Nur ein paar Beispiele, für das, was in der Türkei passiert:Präsident Erdogan stellt offen die Grenzen seines Landes in Frage, die im Vertrag von Lausanne 1924 mit den westlichen Alliierten geregelt sind. In türkischen Medien, die längst alle mehr oder weniger treu zu seiner islamistischen AK-Partei stehen, werden Landkarten präsentiert, die Mossul und Teile Griechenlands als zu einem türkischen Reich gehörig darstellen.
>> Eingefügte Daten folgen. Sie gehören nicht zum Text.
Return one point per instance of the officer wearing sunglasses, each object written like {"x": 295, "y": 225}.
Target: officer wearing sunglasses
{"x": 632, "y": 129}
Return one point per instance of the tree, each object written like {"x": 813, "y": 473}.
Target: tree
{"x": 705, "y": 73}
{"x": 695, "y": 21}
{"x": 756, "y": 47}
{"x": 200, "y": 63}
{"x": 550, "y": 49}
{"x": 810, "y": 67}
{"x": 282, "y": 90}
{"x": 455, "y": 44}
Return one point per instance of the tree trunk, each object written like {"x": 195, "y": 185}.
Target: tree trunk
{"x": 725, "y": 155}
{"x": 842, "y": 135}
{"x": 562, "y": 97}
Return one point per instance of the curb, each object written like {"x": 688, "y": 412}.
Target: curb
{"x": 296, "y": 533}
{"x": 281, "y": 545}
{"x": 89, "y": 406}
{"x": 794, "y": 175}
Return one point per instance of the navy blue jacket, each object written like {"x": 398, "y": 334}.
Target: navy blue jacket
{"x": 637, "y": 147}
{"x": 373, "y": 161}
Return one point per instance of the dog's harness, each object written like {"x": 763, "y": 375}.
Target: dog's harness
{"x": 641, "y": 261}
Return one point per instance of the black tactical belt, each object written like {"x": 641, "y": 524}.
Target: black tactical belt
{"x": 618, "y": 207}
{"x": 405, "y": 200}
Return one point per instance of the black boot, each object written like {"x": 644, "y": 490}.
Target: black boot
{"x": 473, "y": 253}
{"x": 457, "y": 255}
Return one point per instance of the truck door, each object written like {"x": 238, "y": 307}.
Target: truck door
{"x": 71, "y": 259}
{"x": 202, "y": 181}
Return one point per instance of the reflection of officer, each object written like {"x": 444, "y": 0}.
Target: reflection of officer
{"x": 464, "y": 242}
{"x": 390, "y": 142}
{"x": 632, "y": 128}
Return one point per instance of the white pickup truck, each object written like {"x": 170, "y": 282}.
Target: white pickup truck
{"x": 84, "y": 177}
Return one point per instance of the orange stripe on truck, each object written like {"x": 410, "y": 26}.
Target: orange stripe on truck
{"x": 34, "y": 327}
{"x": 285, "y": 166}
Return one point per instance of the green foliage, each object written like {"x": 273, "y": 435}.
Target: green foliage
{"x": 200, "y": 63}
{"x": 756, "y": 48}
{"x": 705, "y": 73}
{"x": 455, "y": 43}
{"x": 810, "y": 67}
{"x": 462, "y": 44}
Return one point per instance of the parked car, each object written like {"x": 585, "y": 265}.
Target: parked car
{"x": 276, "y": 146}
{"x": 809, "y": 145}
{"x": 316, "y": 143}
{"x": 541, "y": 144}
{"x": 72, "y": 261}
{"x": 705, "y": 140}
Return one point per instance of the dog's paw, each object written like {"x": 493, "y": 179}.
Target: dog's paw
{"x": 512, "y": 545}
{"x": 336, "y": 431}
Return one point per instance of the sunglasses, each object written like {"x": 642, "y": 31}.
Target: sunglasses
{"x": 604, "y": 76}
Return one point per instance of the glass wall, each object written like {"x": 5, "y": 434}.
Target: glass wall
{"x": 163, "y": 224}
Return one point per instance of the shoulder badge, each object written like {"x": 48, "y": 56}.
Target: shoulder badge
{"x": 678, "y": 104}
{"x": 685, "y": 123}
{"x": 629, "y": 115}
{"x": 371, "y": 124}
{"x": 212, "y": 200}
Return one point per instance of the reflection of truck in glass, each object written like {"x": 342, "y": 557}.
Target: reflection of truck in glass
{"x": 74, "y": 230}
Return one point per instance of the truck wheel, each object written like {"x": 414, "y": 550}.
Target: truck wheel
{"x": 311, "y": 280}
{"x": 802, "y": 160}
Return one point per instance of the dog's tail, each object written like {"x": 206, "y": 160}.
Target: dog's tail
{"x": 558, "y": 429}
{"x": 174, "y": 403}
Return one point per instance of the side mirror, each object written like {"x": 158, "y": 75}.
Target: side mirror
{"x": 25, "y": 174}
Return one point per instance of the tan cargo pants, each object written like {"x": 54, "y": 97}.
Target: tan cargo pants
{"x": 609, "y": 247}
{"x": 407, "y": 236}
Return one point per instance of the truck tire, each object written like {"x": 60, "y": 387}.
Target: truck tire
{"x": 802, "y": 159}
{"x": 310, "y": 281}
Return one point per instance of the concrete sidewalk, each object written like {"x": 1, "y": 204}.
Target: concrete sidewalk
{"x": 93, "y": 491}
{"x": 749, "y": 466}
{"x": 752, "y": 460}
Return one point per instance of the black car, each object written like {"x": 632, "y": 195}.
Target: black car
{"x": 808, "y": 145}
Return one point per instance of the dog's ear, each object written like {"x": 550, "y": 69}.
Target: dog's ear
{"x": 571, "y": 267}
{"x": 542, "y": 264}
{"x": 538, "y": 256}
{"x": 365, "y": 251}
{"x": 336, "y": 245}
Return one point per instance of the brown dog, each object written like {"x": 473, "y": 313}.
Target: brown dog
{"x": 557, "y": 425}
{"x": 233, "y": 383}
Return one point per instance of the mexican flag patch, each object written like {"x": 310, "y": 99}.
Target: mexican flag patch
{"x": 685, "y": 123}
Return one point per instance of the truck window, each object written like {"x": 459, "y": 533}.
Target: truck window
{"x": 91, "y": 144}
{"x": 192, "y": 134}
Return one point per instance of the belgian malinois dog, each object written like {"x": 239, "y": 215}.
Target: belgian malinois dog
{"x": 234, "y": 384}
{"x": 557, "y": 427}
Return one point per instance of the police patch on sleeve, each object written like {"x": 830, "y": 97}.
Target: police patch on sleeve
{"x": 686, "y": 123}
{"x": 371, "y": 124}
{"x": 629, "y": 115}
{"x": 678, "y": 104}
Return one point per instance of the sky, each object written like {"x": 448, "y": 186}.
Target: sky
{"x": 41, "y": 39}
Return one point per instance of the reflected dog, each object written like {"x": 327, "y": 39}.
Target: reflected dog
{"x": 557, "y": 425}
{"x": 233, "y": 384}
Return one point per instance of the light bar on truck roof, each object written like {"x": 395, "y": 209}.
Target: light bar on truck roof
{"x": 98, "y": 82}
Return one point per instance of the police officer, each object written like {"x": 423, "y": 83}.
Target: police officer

Und das zu einem Zeitpunkt, da die türkische Armee sich gegen den Willen der irakischen Regierung am Kampf um Mossul beteiligt. Sie behauptet das zumindest, in Bagdad wird es dementiert. Dass türkische Soldaten wiederholt auf syrisches Territorium vorgedrungen sind, dementiert niemand.Aus der Perspektive der Anhänger Erdogans ist das nur recht und billig: Schließlich waren Syrien und der Irak bis 1918 Teil des Osmanischen Reiches, von dem man in Istanbul und Ankara längst nicht nur nachts wieder träumt.